Похороны (ненавижу похороны!) мне открыли неожиданные вещи: например, что Ева Шалкова потрясающе хороша даже в черном платке (с утра заставляю себя быть максимально циничной, боюсь, что иначе буду на глазах у Тома и других реветь и опухну). Или что старшая сестра Ирены вполне успешная пианистка; я и не знала, что у нее была сестра.
— Скиппи, ты знал, что у Ветки — то есть у Ирены — была сестра? — шепчу я.

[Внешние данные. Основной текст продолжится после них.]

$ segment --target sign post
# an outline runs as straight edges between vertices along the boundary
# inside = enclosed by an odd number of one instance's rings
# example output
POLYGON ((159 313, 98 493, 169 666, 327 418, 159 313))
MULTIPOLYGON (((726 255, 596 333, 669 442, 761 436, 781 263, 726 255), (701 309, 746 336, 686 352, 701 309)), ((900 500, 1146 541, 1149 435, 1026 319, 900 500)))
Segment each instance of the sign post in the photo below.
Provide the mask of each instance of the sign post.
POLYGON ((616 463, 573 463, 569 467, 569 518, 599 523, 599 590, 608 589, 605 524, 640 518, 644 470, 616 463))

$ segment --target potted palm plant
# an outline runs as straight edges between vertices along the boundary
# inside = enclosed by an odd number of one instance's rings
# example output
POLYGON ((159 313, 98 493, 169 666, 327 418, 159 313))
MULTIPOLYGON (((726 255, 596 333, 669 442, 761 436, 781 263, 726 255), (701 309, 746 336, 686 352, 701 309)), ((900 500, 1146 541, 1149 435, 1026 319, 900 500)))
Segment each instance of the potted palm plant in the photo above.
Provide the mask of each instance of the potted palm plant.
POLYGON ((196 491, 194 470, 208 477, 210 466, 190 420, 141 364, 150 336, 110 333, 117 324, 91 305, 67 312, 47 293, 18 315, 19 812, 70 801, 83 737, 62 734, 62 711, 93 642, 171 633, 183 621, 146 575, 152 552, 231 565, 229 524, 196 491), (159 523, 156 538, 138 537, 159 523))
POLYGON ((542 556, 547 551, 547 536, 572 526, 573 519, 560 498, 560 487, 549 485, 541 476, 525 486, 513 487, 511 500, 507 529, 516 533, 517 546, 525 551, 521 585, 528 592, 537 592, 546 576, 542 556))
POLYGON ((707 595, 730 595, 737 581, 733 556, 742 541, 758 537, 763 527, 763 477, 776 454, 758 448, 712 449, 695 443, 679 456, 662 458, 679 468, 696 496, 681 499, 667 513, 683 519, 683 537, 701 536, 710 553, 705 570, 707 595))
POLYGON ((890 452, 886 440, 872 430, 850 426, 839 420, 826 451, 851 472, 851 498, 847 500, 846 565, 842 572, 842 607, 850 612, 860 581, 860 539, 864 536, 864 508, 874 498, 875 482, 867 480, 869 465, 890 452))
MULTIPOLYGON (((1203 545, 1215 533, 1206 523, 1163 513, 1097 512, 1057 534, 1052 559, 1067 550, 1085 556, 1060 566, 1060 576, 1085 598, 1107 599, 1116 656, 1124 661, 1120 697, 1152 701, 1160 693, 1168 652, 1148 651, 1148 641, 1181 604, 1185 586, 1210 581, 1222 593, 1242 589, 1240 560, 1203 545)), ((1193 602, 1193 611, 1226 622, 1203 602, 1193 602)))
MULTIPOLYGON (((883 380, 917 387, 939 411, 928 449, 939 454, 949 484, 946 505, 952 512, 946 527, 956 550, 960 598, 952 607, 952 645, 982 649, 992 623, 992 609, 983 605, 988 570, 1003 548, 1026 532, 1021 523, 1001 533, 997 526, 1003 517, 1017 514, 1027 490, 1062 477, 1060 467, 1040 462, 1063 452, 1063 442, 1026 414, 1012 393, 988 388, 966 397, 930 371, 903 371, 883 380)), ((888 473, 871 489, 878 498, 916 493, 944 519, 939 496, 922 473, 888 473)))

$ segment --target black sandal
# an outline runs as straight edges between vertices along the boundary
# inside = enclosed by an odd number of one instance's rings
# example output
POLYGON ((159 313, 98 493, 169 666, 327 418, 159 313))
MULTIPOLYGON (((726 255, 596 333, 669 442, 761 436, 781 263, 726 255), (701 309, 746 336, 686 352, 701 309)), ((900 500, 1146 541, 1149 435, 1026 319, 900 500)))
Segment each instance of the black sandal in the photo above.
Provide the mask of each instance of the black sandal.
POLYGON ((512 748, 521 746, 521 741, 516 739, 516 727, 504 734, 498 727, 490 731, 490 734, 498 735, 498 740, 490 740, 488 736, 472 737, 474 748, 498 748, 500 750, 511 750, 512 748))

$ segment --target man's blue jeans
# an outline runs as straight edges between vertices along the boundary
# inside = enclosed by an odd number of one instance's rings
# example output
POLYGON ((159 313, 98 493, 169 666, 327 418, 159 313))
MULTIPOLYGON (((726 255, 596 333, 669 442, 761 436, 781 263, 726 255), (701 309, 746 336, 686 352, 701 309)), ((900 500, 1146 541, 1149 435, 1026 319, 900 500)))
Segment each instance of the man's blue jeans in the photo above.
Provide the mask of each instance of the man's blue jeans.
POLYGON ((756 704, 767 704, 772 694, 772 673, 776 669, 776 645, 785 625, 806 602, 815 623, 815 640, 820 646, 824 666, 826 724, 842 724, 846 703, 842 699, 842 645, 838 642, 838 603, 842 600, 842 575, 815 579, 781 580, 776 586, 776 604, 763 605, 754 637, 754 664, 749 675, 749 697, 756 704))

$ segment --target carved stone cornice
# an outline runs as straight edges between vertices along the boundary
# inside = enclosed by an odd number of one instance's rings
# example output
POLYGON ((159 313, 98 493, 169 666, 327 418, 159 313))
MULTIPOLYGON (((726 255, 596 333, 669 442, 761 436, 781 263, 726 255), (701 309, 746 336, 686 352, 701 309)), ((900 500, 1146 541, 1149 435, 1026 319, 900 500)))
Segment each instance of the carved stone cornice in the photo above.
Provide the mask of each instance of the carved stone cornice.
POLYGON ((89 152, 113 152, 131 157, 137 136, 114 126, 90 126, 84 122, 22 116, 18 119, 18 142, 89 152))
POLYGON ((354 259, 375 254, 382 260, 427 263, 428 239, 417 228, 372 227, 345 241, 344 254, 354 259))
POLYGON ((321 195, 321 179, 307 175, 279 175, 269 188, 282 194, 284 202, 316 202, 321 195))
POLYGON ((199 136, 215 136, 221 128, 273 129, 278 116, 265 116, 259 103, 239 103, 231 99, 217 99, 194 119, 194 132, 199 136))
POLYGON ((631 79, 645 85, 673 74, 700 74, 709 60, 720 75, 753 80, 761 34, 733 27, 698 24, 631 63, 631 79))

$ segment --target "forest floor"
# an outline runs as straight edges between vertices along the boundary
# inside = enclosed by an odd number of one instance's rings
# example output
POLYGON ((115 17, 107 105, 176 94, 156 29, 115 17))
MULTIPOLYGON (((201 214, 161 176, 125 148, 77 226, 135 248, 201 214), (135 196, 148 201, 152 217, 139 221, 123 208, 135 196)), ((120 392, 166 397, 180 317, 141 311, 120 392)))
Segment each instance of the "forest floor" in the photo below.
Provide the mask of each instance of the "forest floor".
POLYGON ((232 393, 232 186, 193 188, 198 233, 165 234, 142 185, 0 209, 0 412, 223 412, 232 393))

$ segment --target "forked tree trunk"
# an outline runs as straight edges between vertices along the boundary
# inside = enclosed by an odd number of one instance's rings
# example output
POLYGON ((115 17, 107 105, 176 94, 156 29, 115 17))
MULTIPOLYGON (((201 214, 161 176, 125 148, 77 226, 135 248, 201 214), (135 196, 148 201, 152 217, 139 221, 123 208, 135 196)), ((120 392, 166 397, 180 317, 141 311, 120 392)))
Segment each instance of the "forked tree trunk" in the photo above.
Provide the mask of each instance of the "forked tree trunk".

На нем чудовищный костюм: он надевал его на уроки танцев, теперь, естественно, он ему мал. Мне приходит в голову, что Скиппи принадлежит к той части чешских мужчин, у которых костюм скорее подчеркивает недостаток мужественности.
— Нет. А ты знала?
Мария оборачивается и одергивает нас взглядом, и потому вместо ответа я лишь молча верчу головой. У нее были — с ума сойти! — даже родители! Смотрю на их трясущиеся плечи: факт, что можно искренне оплакивать смерть такой уродины, наполняет меня чудовищным оптимизмом. Глазами изучаю абсурдно симметричную композицию венков, аккуратно положенных у гроба, словно этому безумному событию можно придать какой-либо порядок. Практически все цветы и ленты белые. Звучит Прощальный вальс.Какой идиот его выбрал? На уроках танцев Ирену никто не замечал. Скиппи рядом со мной начинает реветь (вы когда-нибудь видели ревущего пингвина?), а я впиваюсь ногтем большого пальца в кожу между пальцами левой руки. От боли щурю глаза, и потому мне кажется, что смотрю какой-то фильм шестидесятых годов: все вокруг только в черно-белом цвете. Разве Ирена получала букеты от кого-нибудь, кроме родителей? Спорю, что нет. Как, впрочем, и я. За двадцать один год ни единого букета, но стоит нам покончить с собой, мы получим их по меньшей мере пятьдесят. Не явная ли несуразица? Вдруг мне приходит в голову, что это, пожалуй, последнее из тех оскорблений, которые во множестве достались Ирене в жизни: пятьдесят белых символов невинности.
Иными словами: мы все хорошо знаем — Ветка в жизни ни разу ни с кем не спала.
После похорон перемещаемся в наш гимназический кабак. У разливочной сразу заказываю себе двойной фернет; когда хозяину объясняю, почему мы все в черном, он не без притворства уверяет нас, что помнит Ирену.